Le père Sanchez obéit, puis chacun prit place et le repas commença.

C’était un véritable repas espagnol avec le puchero et l’olla podrida classiques, accompagnés de pièces de venaison et d’oiseaux de marais. En somme, tout était exquis et servi d’une façon irréprochable ; don Jesus avait un excellent cuisinier.

La conversation, assez languissante au commencement du repas, s’anima peu à peu et devint générale au moment où le postre — dessert — les dalces, les liqueurs et les vins fins furent placés sur la table.

Les domestiques avaient disparu ; seuls le mayordomo et Michel, sur un signe bienveillant de l’haciendero, avaient conservé leurs places.

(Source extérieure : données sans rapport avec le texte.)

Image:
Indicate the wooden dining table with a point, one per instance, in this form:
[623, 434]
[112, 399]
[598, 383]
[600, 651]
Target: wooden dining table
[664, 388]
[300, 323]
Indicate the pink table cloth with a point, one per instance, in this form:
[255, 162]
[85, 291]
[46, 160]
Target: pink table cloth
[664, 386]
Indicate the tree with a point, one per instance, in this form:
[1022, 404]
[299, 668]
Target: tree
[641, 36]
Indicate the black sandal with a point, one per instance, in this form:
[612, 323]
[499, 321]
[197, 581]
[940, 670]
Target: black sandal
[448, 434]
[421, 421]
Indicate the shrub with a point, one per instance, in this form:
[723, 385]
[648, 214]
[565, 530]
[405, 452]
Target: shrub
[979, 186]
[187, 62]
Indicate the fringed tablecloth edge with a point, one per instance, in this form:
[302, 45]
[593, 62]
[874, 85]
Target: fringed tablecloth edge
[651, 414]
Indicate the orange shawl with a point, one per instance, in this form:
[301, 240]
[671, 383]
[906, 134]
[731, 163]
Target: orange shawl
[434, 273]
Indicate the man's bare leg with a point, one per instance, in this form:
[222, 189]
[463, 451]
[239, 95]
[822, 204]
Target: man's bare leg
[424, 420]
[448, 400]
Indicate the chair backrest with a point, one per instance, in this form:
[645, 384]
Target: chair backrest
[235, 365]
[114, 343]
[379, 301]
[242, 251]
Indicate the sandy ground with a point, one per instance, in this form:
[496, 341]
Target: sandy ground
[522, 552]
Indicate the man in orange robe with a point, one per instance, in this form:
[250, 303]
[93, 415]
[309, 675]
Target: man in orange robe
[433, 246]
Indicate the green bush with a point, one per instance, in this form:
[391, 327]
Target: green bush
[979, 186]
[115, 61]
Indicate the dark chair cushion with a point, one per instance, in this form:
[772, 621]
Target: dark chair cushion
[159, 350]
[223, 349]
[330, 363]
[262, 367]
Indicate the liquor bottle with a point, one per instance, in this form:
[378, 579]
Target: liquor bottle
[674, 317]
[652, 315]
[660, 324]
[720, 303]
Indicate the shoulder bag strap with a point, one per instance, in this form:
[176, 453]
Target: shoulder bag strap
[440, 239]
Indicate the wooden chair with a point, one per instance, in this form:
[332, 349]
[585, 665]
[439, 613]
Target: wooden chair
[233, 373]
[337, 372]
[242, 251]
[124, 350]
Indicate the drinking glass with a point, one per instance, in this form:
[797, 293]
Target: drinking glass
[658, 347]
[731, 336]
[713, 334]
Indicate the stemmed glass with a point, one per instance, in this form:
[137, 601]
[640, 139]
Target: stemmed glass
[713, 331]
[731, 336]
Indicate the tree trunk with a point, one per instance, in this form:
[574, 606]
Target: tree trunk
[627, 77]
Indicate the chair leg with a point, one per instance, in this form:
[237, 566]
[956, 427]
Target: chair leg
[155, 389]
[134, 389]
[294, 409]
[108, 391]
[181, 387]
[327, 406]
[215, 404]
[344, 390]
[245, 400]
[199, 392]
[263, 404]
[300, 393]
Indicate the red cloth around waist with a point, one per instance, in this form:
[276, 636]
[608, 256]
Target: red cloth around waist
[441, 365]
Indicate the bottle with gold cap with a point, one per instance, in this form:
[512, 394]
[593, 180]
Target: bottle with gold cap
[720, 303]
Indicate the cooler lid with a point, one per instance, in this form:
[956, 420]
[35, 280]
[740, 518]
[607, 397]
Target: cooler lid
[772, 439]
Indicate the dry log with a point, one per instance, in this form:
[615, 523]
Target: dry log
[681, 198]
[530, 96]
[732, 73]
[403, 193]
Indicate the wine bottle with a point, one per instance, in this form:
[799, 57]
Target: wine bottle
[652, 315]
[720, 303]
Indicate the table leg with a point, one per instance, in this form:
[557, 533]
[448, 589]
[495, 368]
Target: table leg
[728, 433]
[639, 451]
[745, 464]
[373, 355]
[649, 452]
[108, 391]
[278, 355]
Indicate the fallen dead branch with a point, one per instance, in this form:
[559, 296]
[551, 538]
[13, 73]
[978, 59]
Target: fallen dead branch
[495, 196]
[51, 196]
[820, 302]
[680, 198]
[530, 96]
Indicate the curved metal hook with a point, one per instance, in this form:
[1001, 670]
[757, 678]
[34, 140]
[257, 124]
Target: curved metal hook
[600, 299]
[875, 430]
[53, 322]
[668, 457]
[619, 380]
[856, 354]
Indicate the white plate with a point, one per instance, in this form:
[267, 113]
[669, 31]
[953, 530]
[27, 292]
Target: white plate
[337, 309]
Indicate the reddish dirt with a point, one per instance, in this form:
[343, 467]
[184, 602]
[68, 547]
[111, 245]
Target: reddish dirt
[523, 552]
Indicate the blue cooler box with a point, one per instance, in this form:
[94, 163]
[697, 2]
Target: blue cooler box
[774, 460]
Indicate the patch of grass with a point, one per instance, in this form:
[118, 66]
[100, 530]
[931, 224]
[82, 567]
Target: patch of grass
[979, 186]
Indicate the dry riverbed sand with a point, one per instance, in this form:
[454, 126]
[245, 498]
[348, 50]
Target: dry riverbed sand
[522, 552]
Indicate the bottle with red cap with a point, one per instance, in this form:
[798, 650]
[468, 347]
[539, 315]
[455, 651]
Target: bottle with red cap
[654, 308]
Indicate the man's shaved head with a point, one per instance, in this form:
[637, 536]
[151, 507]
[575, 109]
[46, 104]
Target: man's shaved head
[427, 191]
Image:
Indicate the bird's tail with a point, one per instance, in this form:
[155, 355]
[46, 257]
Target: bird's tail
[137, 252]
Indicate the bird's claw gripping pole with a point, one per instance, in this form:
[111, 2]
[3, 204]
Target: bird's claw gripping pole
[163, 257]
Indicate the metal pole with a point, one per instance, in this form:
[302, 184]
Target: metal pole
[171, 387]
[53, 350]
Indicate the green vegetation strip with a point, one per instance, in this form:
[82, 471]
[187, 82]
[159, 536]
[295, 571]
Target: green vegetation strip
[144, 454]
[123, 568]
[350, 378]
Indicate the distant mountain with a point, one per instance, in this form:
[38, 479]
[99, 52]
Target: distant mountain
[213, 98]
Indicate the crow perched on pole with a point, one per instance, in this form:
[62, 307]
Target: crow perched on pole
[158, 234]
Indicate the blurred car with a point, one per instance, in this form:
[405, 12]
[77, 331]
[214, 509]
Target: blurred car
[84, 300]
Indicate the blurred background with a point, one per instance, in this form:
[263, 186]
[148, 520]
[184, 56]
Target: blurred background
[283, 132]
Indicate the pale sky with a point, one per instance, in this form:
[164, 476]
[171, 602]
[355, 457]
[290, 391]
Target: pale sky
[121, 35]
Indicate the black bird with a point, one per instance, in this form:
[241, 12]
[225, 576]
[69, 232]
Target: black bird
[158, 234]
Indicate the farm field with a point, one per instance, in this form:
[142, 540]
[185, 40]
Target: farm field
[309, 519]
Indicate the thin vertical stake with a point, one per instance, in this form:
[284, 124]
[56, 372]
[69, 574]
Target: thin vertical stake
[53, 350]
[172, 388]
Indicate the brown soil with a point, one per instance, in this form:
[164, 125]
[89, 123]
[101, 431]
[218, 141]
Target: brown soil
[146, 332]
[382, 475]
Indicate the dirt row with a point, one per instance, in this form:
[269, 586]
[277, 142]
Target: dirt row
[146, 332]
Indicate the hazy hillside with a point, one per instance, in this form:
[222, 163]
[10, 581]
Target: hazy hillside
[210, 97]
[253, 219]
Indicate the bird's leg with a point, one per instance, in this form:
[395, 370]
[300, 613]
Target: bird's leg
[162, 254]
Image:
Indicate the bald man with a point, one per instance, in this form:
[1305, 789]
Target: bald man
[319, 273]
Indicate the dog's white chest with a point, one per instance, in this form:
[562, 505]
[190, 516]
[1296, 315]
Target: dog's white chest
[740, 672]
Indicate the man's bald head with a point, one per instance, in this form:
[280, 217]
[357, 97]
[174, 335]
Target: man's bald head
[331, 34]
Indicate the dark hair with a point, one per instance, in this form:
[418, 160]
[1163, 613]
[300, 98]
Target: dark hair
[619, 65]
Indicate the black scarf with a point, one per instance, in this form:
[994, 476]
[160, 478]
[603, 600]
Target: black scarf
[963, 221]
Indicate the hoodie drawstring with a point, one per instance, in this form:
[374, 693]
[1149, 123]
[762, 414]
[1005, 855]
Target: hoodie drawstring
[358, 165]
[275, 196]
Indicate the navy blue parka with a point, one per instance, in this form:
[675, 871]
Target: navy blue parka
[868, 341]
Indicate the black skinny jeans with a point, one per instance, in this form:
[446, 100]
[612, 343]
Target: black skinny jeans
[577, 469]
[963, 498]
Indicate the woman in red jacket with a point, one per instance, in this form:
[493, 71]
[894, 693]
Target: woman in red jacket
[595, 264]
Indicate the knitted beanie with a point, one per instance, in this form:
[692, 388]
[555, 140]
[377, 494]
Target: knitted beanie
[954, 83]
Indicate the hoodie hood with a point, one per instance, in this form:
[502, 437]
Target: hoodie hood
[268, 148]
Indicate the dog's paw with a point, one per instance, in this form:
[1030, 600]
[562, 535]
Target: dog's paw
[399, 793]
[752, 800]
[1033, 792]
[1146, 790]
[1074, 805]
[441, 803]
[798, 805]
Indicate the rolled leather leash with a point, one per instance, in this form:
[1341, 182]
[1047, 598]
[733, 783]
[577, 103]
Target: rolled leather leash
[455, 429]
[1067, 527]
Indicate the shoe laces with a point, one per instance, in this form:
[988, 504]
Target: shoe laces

Don Pablo, d’après ce qu’apprit don Fernan, était un prétendant à la main de doña Flor ; depuis quelques jours à peine il était de retour à Panama, après une assez longue croisière faite sur les côtes du Pérou ; il commandait une corvette de vingt canons et de deux cents hommes d’équipage ; cette corvette, nommée la Perla, était, au dire du brillant capitaine, bien connue des ladrones, ainsi qu’il nommait tes flibustiers, et ils la redoutaient fort.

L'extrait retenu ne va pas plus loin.